La retroazione è una stima della misura in cui il disavanzo “si finanzia da solo” grazie ai suoi effetti benefici sull’economia l(a manovra di bilancio e i trasferimenti europei stimoleranno la crescita dell’economia, il che si tradurrà in un maggior gettito fiscale).  

Quanto più il disavanzo deriva da interventi ad alto impatto immediato (con un elevato moltiplicatore fiscale) sull’economia e tali da migliorare il potenziale di crescita a medio termine tanto maggiore (e duratura) sarà la retroazione fiscale.     

Il moltiplicatore basso delle famiglie

Quali interventi determinano le maggiori spese correnti e le minori entrate nel 2023? Le voci più importanti sono rivolte alle famiglie e riguardano il sistema imposte/sussidi: il fondo per l’assegno unico per figli a carico (5,5 miliardi), la stabilizzazione del bonus 100 euro, l’ex bonus Renzi (2 miliardi) e un fondo per la riforma dell’Irpef (1,5 miliardi).

L’assegno unico è un nuovo schema, esteso anche ai lavoratori autonomi, che sostituisce quelli attuali (assegni familiari, ecc.) e dovrebbe partire a metà 2021 (dopo l’approvazione di una legge delega). Misure che al di là dei loro indubbi meriti (l’Irpef è ormai un’imposta caotica e inefficiente e la denatalità va contrastata anche con trasferimenti monetari alle famiglie) sono caratterizzate da un moltiplicatore relativamente basso, certamente ben inferiore a uno.

Altrettanto rilevante è la decontribuzione per il Sud (4,6 miliardi) che riduce del 30 per cento gli oneri previdenziali a carico dei datori di lavoro. Si tratta di una misura che certamente aumenta la competitività delle imprese (abbassando il costo del lavoro) ma anche per come è disegnata (rivolta a tutte le imprese senza alcun tentativo di selettività) è presumibile che non faccia fare passi avanti verso il miglioramento della produttività necessario per l’economia del Mezzogiorno.

Nel bilancio non c’è molto, insomma, del tipo di interventi in grado di far aumentare il potenziale di crescita della nostra economia. Per investimenti pubblici e sostegno degli investimenti privati (le voci con il moltiplicatore più alto) dovremo attendere il Recovery plan.

L’attesa infinita del Recovery

Per ora la legge di bilancio istituisce un fondo che sarà alimentato dai contributi europei e dà indicazioni molto parziali, “per memoria” come si legge nel prospetto riepilogativo, delle sue destinazioni: nel 2023 circa 7 miliardi in crediti di imposta per investimenti e ricerca. Una legge di bilancio coordinata con gli obiettivi del Recovery plan sarebbe stata una scelta migliore.
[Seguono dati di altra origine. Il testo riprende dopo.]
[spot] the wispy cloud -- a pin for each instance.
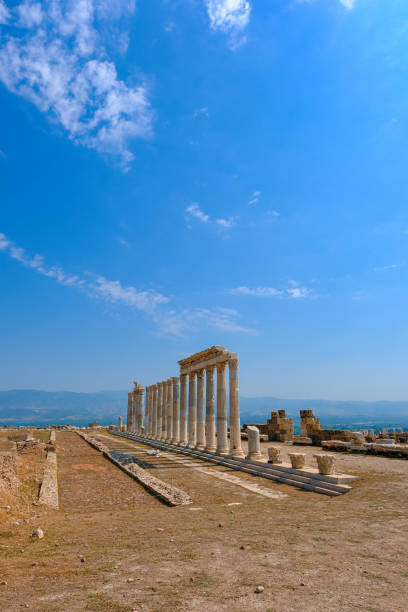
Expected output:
(194, 211)
(110, 291)
(56, 59)
(171, 322)
(390, 267)
(254, 198)
(185, 321)
(294, 293)
(230, 17)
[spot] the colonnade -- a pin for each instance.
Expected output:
(135, 409)
(191, 409)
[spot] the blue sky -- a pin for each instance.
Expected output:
(182, 173)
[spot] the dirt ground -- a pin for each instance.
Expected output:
(114, 547)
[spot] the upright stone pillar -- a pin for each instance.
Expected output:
(222, 426)
(183, 409)
(192, 409)
(254, 444)
(164, 412)
(140, 398)
(200, 411)
(235, 420)
(159, 409)
(149, 411)
(129, 412)
(176, 411)
(210, 411)
(154, 432)
(169, 410)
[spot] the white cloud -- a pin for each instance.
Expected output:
(229, 17)
(186, 321)
(257, 291)
(291, 293)
(114, 291)
(226, 223)
(195, 211)
(56, 59)
(110, 291)
(349, 4)
(298, 292)
(170, 322)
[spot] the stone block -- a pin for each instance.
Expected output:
(274, 455)
(297, 460)
(325, 463)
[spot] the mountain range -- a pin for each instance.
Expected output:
(32, 407)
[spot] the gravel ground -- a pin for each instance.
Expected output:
(113, 546)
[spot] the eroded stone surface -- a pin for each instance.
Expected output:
(297, 460)
(325, 463)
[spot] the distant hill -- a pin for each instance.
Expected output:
(31, 407)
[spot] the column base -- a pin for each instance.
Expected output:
(255, 457)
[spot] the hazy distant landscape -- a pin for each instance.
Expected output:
(30, 407)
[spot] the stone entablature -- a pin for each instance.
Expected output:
(191, 409)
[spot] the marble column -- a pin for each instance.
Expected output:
(154, 419)
(210, 411)
(149, 411)
(200, 411)
(129, 413)
(139, 411)
(164, 412)
(159, 409)
(235, 420)
(254, 444)
(192, 409)
(183, 409)
(169, 410)
(222, 427)
(176, 411)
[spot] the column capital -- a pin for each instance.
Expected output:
(221, 366)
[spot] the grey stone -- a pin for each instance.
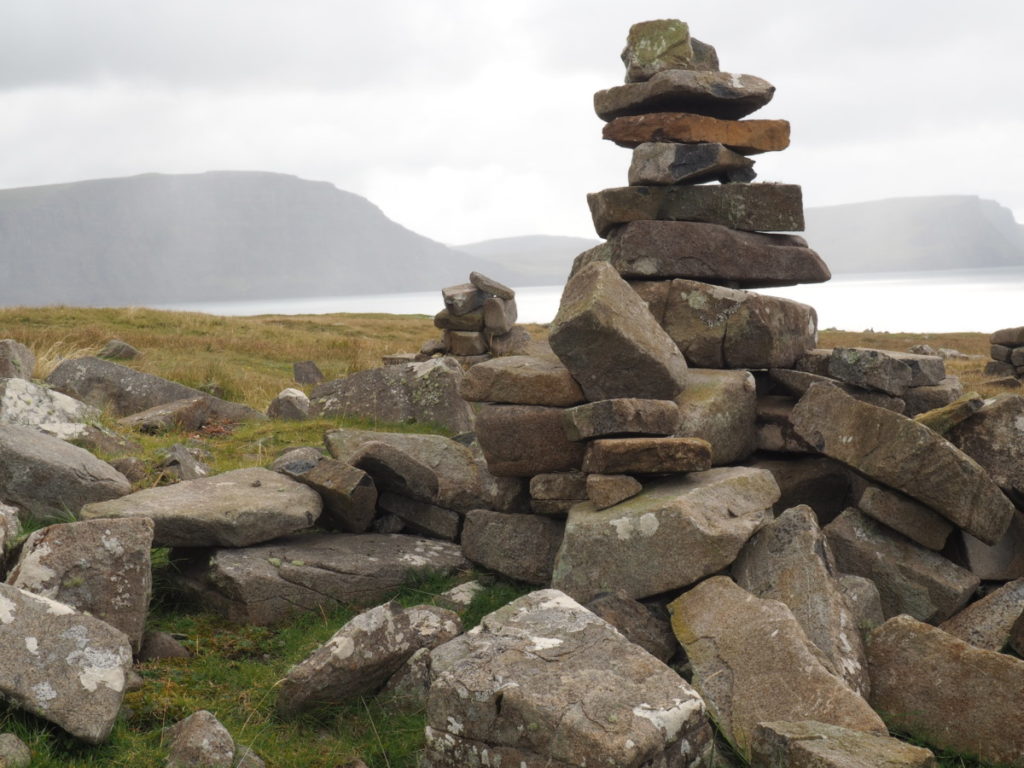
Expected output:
(361, 655)
(235, 509)
(416, 392)
(521, 547)
(62, 666)
(940, 690)
(910, 579)
(49, 479)
(738, 206)
(753, 663)
(608, 340)
(266, 584)
(100, 567)
(543, 681)
(677, 531)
Solo per fare un esempio, per il 2023 è stanziato circa un miliardo per i contratti del pubblico impiego e per nuove assunzioni. Sarebbe bene indirizzare risorse per migliorare la capacità tecnica della nostra amministrazione nella progettazione degli investimenti pubblici, uno dei fattori che spiegano la nostra difficoltà strutturale a spendere le risorse stanziate. Assumere ingegneri richiederebbe retribuzioni attraenti e quindi una revisione del sistema delle carriere nel pubblico impiego. Di nuovo, attendiamo fiduciosi il Recovery plan.

Da esso dipenderà il futuro della nostra economia e, quindi, la tenuta dei conti pubblici. Un insuccesso significherà ritrovarci tra qualche anno con un’economia tornata a crescere al ritmo dell’ultimo decennio (meno dell’1 per cento l’anno) e un debito pubblico molto maggiore di quello previsto oggi anche grazie alla retroazione fiscale. Come reagiranno mercati e Unione europea?

Il costo differito dei regali 

Si discute molto del Mes e del rischio delle sue condizionalità per la nostra sovranità fiscale futura. É singolare che nessuno si preoccupi delle implicazioni politiche (forse più importanti di quelle giuridiche) dei trasferimenti a fondo perduto del Recovery fund.

Nelle discussioni con i partner europei che ci sollecitavano a rientrare dal nostro debito pubblico e nelle polemiche frugali vs. cicale, un argomento forte è sempre stato che il nostro debito non è costato un centesimo ai contribuenti dei paesi frugali o della Germania (semmai il contrario, pensando al sostegno alla Grecia e ai suoi creditori tedeschi e francesi).

Nel 2023 questo argomento non potrà più essere usato per convincere governi e opinioni pubbliche di quei paesi. Hic Rhodus, hic salta.